[Two pointer] Exercising reducing time performance

25 Apr 2025 ~ 25 Apr 2025

This is not hard. I think it is very good problem for practicing Time complexity reduction for interviews.

Given a 1-indexed array of integers numbers that is already sorted in non-decreasing order, find two numbers such that they add up to a specific target number. Let these two numbers be numbers[index1] and numbers[index2] where 1 <= index1 < index2 <= numbers.length.

Return the indices of the two numbers, index1 and index2, added by one as an integer array [index1, index2] of length 2.

The tests are generated such that there is exactly one solution. You may not use the same element twice.

Your solution must use only constant extra space.

Since the size of numbers is not large(ranging from 2 to 30,000), so a Brute-force algorithm is also possible.

I didn’t try this way but I think it would still meet the time constraints.

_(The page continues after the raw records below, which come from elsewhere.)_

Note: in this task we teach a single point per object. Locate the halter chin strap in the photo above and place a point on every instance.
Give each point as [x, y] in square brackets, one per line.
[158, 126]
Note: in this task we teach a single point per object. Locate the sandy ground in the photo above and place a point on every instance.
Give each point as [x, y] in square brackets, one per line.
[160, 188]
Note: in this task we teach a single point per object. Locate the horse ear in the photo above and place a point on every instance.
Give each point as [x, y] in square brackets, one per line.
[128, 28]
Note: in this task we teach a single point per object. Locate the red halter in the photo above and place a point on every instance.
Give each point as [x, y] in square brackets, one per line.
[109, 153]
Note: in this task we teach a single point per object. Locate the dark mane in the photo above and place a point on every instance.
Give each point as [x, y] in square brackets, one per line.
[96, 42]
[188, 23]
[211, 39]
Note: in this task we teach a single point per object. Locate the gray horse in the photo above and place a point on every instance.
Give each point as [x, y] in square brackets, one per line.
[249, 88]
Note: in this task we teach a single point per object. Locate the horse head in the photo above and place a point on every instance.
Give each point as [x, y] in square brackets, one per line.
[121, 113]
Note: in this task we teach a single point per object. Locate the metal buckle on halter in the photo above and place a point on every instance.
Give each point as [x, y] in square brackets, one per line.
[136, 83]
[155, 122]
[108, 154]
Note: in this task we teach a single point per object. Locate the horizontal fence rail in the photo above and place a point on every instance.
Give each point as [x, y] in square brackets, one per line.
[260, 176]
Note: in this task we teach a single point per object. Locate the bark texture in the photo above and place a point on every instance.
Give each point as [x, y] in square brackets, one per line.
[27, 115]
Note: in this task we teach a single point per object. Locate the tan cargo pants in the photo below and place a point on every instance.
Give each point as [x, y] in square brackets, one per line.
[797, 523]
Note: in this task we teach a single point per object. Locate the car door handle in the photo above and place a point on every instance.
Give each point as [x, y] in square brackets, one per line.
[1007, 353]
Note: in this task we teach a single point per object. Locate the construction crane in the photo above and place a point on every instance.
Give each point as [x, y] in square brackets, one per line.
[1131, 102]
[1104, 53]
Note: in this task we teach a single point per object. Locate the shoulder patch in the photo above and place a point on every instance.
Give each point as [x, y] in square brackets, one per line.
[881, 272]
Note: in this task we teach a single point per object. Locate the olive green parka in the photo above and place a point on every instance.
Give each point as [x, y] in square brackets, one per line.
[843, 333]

Idea: iterating from first to last index of list, and iterating to find the another value which is target - first value chosen from outer iteration in each iteration.

this brute-force algorithm takes
\(O(n^2)\)

From next, I implemented Binary search way.

Idea: iterate from index 0 to the last index of list. For each iteration, I search for value which is (target - number[i] ) (i is from iteration) using Binary search

this binary search algorithm takes \(O(n) \times O(\log n) = O(n \log n)\) .

This method was relatively slow when submitted on Leetcode, so I rethought that how to reduce the time complexity further.

Then I tried the two-pointer approach.

Idea: I declared two pointers: one pointing to the 0 index value, and the other pointing to the last. I looped through the list, checking sum of values two pointers point to.

If sum is greater than the target, I moved the rear pointer one step backward.
If sum is less than the target, I moved front pointer one step forward.
If the sum is equals the target, I returned the result as [front position + 1, rear position +1].

This is my code base.

from typing import List

class Solution:
    def twoSum(self, numbers: List[int], target: int) -> List[int]:
        eidx: int = len(numbers) - 1
        res: List[int] = []
        for i in range(0, len(numbers)):
            sv: int = numbers[i]
            ev: int = numbers[eidx]
            sub_sum = sv+ev
            while (i < eidx) and (sub_sum >= target):    
                if sub_sum == target:
                    res = [i+1, eidx + 1]
                    break

                eidx = eidx - 1
                sub_sum = numbers[i] + numbers[eidx]
            
            if len(res) != 0:
                break
        
        return res

The point is how to setting finish condition of while-statement to move rear pointer

front index > rear index: already checked.
sum is less then target: rear pointer no longer need to move step backward(more less), so front pointer should move step forward.

This algorithm takes \(O(n)\) .

I got into the top 1% in terms of time performance among all submitted solutions.

When I solve this problem, I enjoyed the process of gradually decreasing the time complexity.